- Born: 20 September 1944 Malacca
- Died: 30 July 1987 (aged 42) Malacca
- Occupations: Author, politician, community leader

= Bernard Sta Maria =

Malaysian politician

Bernard Sta Maria (1944 – 30 July 1987) was a Malaysian politician, community leader and author. He was a member of the Legislative Assembly.

A member of the Democratic Action Party, he was first elected to the Malacca State Legislative Assembly in May 1969 making him the youngest elected State assemblyman at the age of 25. Re-elected for the second term in 1974 and the third term in 1978 for the state constituency of Bandar Hilir, Malacca. He represented the State of Malacca at the Commonwealth Parliamentary Conference at Suva, Fiji in 1981.

He was the founder of the Malacca Portuguese Cultural Society in 1967 and also the Educacao Tutorial Services in 1979.

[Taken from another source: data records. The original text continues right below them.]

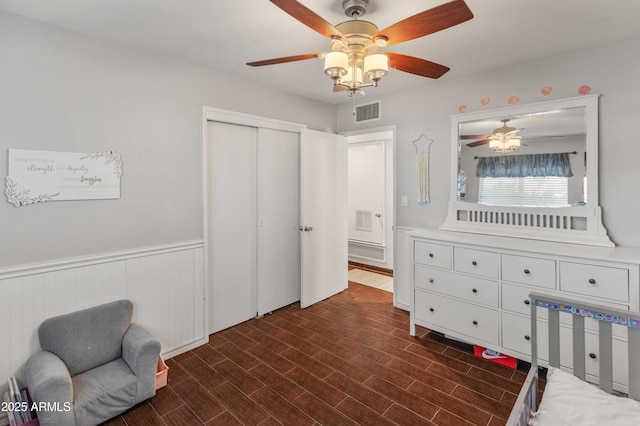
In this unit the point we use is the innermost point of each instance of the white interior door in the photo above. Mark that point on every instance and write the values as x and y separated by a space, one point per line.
366 205
278 219
323 196
231 162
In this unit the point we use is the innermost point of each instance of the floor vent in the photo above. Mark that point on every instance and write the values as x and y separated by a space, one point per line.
366 251
367 112
363 220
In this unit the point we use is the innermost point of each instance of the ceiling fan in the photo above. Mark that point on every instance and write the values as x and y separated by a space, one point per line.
355 43
502 139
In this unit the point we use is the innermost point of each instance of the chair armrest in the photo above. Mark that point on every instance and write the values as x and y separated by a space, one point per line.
48 380
140 350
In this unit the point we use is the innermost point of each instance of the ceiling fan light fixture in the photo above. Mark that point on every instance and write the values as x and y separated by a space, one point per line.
376 66
336 65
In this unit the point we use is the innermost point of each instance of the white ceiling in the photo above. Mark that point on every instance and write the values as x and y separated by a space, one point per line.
224 35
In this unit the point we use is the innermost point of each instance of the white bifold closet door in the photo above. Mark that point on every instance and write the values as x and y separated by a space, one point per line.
253 209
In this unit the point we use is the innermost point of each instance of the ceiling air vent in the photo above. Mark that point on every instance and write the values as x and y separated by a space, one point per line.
367 112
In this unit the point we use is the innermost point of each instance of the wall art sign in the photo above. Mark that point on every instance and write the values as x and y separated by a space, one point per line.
39 176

He visited Portuguese communities in Portugal, Australia and Hawaii. He published his first book in 1976 entitle The Golden Son Of The Kadazan, a biography of Peter Mojuntin, a Kadazan community leader. His second book My People My Country was published in 1981.

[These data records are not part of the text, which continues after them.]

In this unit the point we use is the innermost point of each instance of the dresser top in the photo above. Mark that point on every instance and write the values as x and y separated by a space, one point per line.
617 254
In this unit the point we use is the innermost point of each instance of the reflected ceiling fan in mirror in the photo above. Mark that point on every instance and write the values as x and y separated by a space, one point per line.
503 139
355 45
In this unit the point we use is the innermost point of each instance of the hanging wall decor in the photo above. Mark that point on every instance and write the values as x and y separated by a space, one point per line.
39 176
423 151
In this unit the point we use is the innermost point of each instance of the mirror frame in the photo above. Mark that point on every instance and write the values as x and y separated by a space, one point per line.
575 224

In addition, he visited Portugal to witness the signing of the twin city agreement between Lisbon and the state of Malacca in 1984. Later, he delivered his last official speech at the Portuguese community conference in Macau in 1986, titled "The Scope and Dimension of Portuguese Consciousness In The Far East."

He died from serious bronchitis at age 43, in Malacca on 30 July 1987.